Ela só amou uma vez na vida, mas o seu sonho de felicidade foi muito efémero


Autor
JORGE FRANCISCO MARTINS DE FREITAS

Antes de apagar a luz da mesa de cabeceira, mais uma vez Joana olha para a velha fotografia já amarelecida pelo tempo, onde é ainda possível destrinçar a imagem de um homem com um largo sorriso no rosto.

– Meu amor – diz ela baixinho – quem me dera que estivesses ao pé de mim!

Volta-se, com dificuldade, para o outro lado da cama e encolhe as pernas, tentando colocá-las numa posição que lhe atenue as dores próprias da sua já avançada idade.

Fecha os olhos e tem a sensação de ver projetada numa larga tela a sua longa vida.
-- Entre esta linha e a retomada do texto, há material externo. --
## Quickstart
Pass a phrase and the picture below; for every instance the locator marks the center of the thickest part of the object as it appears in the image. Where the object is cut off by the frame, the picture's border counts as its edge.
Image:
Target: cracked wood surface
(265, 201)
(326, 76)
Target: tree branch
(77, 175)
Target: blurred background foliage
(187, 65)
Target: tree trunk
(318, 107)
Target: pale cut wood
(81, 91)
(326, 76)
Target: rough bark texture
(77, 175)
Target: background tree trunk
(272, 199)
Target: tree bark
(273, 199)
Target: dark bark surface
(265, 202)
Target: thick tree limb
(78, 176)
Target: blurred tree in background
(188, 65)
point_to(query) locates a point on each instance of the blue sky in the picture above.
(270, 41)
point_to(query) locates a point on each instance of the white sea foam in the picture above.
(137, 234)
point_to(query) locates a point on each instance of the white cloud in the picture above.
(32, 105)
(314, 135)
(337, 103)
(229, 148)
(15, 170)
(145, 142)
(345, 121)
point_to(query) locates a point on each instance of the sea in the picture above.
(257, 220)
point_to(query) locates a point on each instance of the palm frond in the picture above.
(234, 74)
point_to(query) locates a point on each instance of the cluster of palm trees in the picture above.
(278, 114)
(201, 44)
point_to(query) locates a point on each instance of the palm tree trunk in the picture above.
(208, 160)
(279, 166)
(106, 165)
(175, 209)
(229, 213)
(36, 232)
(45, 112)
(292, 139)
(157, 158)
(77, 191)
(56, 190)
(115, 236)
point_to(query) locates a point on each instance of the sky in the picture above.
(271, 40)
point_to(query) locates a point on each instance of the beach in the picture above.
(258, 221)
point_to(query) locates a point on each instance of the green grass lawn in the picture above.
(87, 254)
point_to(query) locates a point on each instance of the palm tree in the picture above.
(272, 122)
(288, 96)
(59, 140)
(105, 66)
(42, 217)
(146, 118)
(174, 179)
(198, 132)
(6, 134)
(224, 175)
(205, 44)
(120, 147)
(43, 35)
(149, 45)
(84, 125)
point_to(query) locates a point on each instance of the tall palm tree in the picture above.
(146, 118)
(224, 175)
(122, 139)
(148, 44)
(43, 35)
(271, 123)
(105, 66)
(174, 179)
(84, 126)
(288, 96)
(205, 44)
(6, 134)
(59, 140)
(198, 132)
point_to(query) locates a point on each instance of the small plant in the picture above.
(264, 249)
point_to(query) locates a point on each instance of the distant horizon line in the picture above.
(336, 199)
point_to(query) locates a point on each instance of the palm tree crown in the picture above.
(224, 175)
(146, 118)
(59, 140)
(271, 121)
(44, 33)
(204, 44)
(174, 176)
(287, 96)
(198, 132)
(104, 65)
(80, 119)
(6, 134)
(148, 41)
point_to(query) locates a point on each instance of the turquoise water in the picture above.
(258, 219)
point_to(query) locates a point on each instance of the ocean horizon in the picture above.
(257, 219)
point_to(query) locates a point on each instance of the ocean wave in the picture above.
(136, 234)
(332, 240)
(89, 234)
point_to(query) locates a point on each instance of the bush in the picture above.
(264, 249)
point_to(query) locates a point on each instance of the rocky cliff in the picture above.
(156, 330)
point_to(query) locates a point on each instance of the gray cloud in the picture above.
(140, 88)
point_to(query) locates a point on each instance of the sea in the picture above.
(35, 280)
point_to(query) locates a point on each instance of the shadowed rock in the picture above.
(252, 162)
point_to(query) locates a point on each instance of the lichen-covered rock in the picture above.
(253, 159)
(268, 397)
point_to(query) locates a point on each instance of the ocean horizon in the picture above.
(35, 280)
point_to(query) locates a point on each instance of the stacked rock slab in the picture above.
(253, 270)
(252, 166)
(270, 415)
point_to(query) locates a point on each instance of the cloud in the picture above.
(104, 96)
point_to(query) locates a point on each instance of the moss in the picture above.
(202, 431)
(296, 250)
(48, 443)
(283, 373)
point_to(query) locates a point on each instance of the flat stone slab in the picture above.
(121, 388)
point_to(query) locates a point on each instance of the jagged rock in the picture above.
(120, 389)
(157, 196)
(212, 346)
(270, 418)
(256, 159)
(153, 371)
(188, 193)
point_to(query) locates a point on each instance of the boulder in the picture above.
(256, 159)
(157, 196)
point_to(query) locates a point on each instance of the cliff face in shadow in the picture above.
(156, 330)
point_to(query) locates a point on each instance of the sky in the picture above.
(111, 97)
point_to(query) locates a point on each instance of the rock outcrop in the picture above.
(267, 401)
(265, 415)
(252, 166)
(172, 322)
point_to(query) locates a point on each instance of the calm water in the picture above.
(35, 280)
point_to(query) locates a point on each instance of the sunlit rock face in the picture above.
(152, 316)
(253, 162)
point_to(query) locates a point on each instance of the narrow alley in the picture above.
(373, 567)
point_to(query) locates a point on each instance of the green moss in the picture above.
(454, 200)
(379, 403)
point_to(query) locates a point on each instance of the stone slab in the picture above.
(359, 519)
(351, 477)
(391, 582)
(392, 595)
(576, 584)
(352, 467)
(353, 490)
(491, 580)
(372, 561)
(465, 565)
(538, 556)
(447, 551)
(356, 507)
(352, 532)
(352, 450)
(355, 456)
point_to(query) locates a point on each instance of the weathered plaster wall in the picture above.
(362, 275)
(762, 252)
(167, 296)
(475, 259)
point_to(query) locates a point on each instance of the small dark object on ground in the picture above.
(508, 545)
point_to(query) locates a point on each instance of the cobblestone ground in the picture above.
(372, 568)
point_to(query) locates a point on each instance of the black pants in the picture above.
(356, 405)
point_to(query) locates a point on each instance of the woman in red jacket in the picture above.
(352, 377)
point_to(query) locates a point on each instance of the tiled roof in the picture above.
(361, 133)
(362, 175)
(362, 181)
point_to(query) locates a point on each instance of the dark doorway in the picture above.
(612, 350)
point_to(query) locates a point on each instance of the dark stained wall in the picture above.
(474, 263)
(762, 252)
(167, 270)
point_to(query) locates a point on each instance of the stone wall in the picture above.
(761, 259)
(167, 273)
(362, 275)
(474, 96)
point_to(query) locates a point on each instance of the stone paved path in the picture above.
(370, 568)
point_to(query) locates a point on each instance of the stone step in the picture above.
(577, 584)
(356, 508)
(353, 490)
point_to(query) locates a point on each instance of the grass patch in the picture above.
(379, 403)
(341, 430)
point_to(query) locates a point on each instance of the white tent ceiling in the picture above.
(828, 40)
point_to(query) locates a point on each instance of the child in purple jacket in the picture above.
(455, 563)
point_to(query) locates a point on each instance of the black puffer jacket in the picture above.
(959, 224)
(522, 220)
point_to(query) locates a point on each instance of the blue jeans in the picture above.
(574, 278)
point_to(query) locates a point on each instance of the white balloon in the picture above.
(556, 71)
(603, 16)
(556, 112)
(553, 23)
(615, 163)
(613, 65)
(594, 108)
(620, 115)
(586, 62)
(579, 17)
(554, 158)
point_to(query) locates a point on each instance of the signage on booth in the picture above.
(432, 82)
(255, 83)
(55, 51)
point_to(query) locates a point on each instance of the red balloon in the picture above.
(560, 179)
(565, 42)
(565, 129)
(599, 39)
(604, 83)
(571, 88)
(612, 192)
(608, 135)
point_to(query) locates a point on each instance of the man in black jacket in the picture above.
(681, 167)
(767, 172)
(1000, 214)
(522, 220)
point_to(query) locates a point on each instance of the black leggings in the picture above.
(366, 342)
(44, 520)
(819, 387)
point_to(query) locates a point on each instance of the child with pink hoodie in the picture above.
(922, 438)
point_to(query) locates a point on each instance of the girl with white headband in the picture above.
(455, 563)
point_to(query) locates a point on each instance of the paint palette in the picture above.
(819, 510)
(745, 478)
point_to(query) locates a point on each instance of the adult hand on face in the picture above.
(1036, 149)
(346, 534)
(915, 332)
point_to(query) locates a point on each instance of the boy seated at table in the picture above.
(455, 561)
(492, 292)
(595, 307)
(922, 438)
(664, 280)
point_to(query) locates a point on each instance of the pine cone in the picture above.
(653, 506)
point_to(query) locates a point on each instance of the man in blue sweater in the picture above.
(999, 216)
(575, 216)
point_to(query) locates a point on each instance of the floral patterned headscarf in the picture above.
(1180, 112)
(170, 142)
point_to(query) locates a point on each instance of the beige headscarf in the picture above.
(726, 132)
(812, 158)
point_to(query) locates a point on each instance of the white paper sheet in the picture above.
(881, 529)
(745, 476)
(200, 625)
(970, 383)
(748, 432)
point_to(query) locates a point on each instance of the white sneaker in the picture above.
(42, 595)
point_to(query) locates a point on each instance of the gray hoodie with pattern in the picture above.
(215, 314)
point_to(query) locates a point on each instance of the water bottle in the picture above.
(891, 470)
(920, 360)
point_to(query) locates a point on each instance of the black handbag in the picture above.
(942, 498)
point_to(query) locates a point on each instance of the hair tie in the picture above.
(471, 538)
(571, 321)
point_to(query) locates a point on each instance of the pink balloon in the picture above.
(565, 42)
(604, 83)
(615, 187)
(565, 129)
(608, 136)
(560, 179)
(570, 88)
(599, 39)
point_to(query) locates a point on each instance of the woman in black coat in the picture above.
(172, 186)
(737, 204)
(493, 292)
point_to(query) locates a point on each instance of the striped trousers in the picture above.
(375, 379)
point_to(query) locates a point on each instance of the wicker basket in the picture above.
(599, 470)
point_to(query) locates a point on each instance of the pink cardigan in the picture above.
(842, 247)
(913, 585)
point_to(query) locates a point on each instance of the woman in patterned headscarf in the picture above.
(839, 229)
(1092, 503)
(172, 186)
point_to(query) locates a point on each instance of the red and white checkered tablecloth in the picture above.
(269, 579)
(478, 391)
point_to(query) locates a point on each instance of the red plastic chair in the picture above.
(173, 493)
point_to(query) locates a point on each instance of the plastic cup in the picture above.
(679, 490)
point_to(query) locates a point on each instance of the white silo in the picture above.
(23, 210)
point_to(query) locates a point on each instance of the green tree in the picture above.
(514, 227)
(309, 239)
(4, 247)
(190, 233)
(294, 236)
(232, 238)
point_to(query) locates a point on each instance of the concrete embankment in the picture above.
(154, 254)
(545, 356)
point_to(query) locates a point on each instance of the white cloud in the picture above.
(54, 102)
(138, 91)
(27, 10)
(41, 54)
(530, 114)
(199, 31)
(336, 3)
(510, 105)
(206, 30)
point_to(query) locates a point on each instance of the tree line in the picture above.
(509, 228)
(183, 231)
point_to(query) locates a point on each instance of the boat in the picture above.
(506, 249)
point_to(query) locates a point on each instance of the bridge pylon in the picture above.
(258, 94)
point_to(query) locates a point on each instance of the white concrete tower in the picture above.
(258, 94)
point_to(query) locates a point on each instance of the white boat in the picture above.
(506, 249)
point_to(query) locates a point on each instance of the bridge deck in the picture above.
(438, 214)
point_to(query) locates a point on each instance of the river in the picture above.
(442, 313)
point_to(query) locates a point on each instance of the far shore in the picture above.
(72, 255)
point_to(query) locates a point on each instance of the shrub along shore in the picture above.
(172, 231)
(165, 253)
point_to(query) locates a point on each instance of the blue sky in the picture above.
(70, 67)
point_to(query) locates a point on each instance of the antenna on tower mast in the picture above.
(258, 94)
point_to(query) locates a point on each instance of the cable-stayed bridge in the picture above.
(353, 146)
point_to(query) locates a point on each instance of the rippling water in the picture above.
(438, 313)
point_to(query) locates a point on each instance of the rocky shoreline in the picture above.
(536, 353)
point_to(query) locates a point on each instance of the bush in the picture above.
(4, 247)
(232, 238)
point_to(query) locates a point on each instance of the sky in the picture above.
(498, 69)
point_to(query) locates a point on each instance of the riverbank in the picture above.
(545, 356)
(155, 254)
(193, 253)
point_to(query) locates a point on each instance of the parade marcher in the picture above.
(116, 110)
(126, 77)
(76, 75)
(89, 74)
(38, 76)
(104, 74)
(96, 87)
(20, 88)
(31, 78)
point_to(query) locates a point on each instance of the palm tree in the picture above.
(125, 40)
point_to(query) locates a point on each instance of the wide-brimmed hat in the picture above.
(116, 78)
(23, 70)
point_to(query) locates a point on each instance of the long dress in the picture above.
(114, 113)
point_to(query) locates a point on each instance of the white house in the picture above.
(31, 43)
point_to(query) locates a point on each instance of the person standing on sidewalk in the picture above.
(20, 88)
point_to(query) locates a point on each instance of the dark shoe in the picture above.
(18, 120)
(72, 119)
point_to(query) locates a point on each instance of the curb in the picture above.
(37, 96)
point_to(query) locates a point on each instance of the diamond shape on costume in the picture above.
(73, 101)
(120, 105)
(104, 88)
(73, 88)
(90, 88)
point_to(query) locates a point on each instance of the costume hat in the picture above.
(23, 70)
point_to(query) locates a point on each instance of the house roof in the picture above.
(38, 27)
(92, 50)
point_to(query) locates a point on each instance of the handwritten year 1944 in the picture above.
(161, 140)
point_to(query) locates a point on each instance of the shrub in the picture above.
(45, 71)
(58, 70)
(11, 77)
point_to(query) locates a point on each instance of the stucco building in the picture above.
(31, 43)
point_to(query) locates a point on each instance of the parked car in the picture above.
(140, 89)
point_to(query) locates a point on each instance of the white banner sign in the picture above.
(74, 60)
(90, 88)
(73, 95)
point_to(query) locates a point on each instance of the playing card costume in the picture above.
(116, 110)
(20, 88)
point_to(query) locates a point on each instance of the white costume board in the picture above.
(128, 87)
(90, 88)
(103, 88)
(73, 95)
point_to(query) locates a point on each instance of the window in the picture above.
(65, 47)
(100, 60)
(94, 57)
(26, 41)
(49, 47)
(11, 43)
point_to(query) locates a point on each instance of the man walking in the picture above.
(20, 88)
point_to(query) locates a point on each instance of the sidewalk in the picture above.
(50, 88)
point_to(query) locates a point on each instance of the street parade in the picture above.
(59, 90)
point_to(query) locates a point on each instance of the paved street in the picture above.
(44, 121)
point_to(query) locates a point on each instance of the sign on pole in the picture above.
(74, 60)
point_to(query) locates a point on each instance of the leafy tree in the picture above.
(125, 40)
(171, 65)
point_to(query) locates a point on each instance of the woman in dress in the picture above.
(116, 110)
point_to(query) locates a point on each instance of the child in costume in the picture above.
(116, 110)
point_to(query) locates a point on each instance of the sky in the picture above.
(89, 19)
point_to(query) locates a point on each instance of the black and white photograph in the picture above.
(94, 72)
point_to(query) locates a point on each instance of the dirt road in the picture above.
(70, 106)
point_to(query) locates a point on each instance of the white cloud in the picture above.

Nunca chegou a conhecer o pai, pois este havia falecido antes dela nascer.

As recordações que tem da mãe apresentam-se já um pouco difusas, mas permanece para sempre guardada no seu coração a última conversa que teve com ela, num momento em que se encontrava muito triste.

– Porque choras, Joaninha? – pergunta a mãe, erguendo-a ao colo.

– Gostava tanto de ser bonita! – responde a filha, com as lágrimas escorrendo pelo rosto.

– Mas tu és muito bonita!

– Não sou nada! As outras meninas dizem que eu sou feia!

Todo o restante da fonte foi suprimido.